Student Question
Who in Cry, the Beloved Country journeys from ignorance to enlightenment?
Quick answer:
In Cry, the Beloved Country, both Stephen Kumalo and James Jarvis undergo journeys from ignorance to enlightenment. Kumalo initially believes he knows best but is forced to confront harsh realities when his son becomes a thief and murderer. He learns about the destructive power of chaotic city life. Jarvis, a farmer ignorant of racial injustice, becomes enlightened after his son's death. Through his son's writings, he gains a moral awakening and commits to social justice efforts.
The central moral character in Cry, the Beloved Country, Stephen Kumalo, is
one character who undergoes a person journey from ignorance to enlightenment.
In the beginning, he is confident that he knows the best way for things to be.
He thus goes after his son, Absalom, to bring him back to the village from
Johannesburg (a teeming city with chaos ruling the multitudes that literally
swell the roads with people) to which Absalom has ventured against his father's
will.
Stephen Kumalo is led on a horrible psychological journey of inner torment when
he discovers that his son is not only now a thief but a murderer as well.
Stephen can't understand and is anguished in his attempt to find the answer to
who is to blame. Is it he himself who has failed as a father? Is it somebody or
something else that has failed Absalom? Is it Absalom who has failed himself?
After his son is executed and Stephen returns to the village, his enlightenment
is the truthful one that cities (or chaotic places in general) are not inert
places but are instead thriving, pulsating entities that have within their
unordered chaos the power to destroy a good person's soul.
Which character in Cry, the Beloved Country shows a journey from ignorance to enlightenment?
I have just answered a very similar question concerning Stephen Kumalo, so instead of focusing on him again, I will look at the character of James Jarvis. One of the important stylistic aspects of this novel is how Kumalo´s journey is paralleled with that of Jarvis - both leave their homes in the countryside and go to the city of Johannesburg, where they have to confront certain realities about themselves, their family and their country that change them irrevocably and "enlighten" them, making them wiser characters that want to be part of making their country a better place. A really interesting question would be to compare both of these characters and the "journeys" they undergo.
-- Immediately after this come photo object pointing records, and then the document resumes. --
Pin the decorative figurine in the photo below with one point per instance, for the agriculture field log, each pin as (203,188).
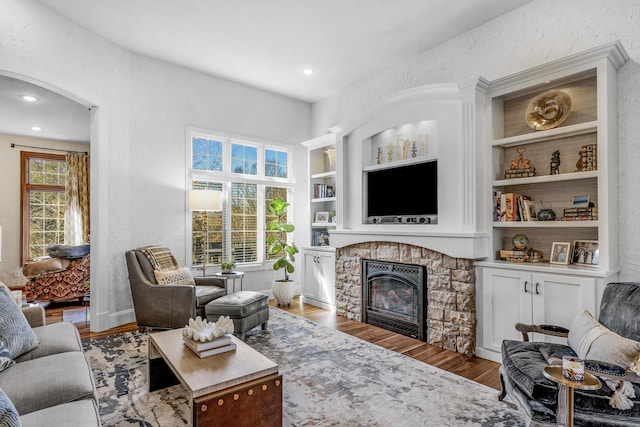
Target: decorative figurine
(390,148)
(555,163)
(331,155)
(404,148)
(425,144)
(520,167)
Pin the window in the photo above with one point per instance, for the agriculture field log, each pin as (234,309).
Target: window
(244,159)
(275,163)
(246,172)
(43,202)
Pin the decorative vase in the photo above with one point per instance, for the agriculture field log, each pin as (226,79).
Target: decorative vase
(283,291)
One key difference between them of course is that Jarvis never has an opportunity to meet his son again, though of course, in the course of the novel, both of these key characters lose their sons. However, arguably, Jarvis is allowed to "meet" his son, if not physically, then through his writing and the ideas that he championed about the problem of South Africa. Jarvis starts off as a white, English speaking farmer whose farm is situated on the good land that the tribe of Ndotsheni do not have access too. Jarvis, like many of his contemporaries, doesn´t really care or know much about the rampant division and injustice within South Africa. He appears to merely focus on his family and his job, not being aware of how the political system which governs his life favours him over others.
However, this attitude is destroyed irrevocably with the news of the death of his son. His journey to Johannesburg allows him to know his son in a way that he has never before known him. He discovers the position of authority that Arthur had gained in the community and an important orator for social justice. Jarvis realises with a chilling realisation that his son had become a stranger to him:
Jarvis filled his pipe slowly, and listened to this tale of his son, to this tale of a stranger.
Trying to understand his son, Jarvis reads his writings concerning South Africa and Arthur´s perception of them. He is moved and inspired by his son´s work, and is "enlightened" through reading them. These writings appear to give Jarvis a moral awakening, and he returns to his farm determined to try to make things better for the people in the village, by, for example, supplying milk to the children and employing an agriculturist. He commits himself to fulfilling the last wish of his wife before she dies - to rebuild the church in Ndotsheni. Thus, although he is a man of few words he expresses himself through his actions and his commitment to making a difference, whatever the cost to himself, is moving.